For each policy goal, there must be a policy lever. Avoiding deflation and inflation requires a monetary lever, based on “forward-looking information,” as Fed Governor Edward Gramlich noted in a recent speech on the need for a monetary anchor. The most monetary commodity in the dollar universe is the price of gold, which lays at the intersection of dollar supply and dollar demand. Because there is so much above-ground gold in the world relative to its annual consumption and production it — more than another other commodity — provides a real-time reference point for monetary policy.
In order to prevent deflation from creeping back into the financial system, the Fed should set its over-night interest-rate target aside and target a stable value for the dollar. It could do this by stabilizing gold near the $350 level. An alternative approach would stabilize the value of the dollar in a 10% band against the CRB commodity index near the 300 level, although this approach would be inferior to a gold link, as gold leads other commodities and thus is the most useful forward-looking anchor for policy.
More than anything else, fixing the value of the dollar against a stable, real-time price-level indicator would allow the Fed to meet the demand for dollar liquidity without erring on the side of deflation or inflation. Short-term rates should be allowed to find their own level as determined by the market.
Providing the backdrop for capital formation, risk-taking and rapid growth also requires a fiscal lever. To achieve this, Congress should embrace President Bush’s proposal to eliminate the double-taxation of dividends and accelerate the 2001 reductions in marginal income-tax rates. Republicans could compromise by adopting the Democratic measure to block grant money back to the states so that state and local tax hikes do not continue to counteract federal stimulus.

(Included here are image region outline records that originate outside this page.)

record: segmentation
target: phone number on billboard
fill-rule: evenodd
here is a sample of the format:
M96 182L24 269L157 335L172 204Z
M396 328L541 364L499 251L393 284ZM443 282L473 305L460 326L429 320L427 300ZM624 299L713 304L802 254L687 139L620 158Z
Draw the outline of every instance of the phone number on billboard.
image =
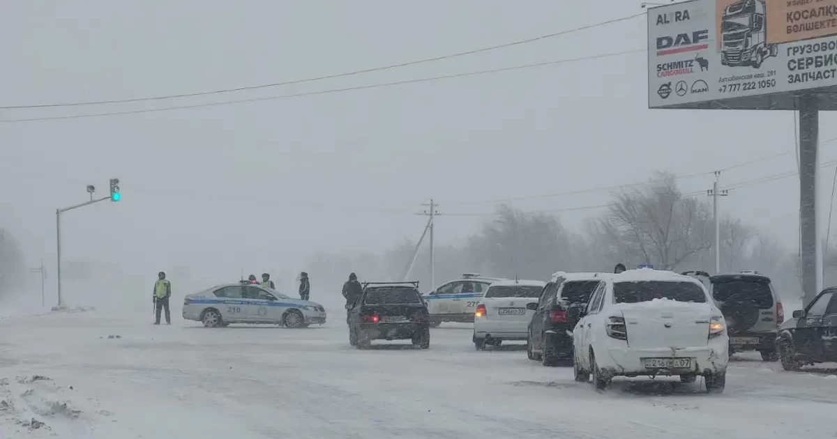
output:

Scrapping the double taxation of corporate dividends would end the current tax-code bias toward debt and away from equity. It also would drop the maximum effective tax wedge on capital to 35% from over 70% today. This would boost the after-tax rate of return to capital, enhance the capital-allocation process, and raise the capital/labor ratio. Real growth and real wages would rise.
According to Gary Robbins at Fiscal Associates, when these dynamic effects are taken into consideration, this reform alone could add $280 billion in constant dollar output to the economy against a static cost of around $70 billion.
A stable dollar policy is required to anchor the price level while lower tax rates are needed to boost growth. This kind of policy mix easily could add two points to the long run potential growth rate of the U.S. economy. A two-percentage point difference in the growth path of nominal GDP over a 10-year period, for example, would be equal to a $2.7 trillion difference in cumulative tax-revenue collections.
Budget surpluses are the result of rapid growth, not the cause of it. Once the U.S. economy is back on the growth track, the debate about budget deficits will once again morph into a fight over burgeoning surpluses. The fix is in the policy mix.
— Michael T. Darda is chief economist of Polyconomics Inc., a macroeconomic research firm located in Parsippany, New Jersey.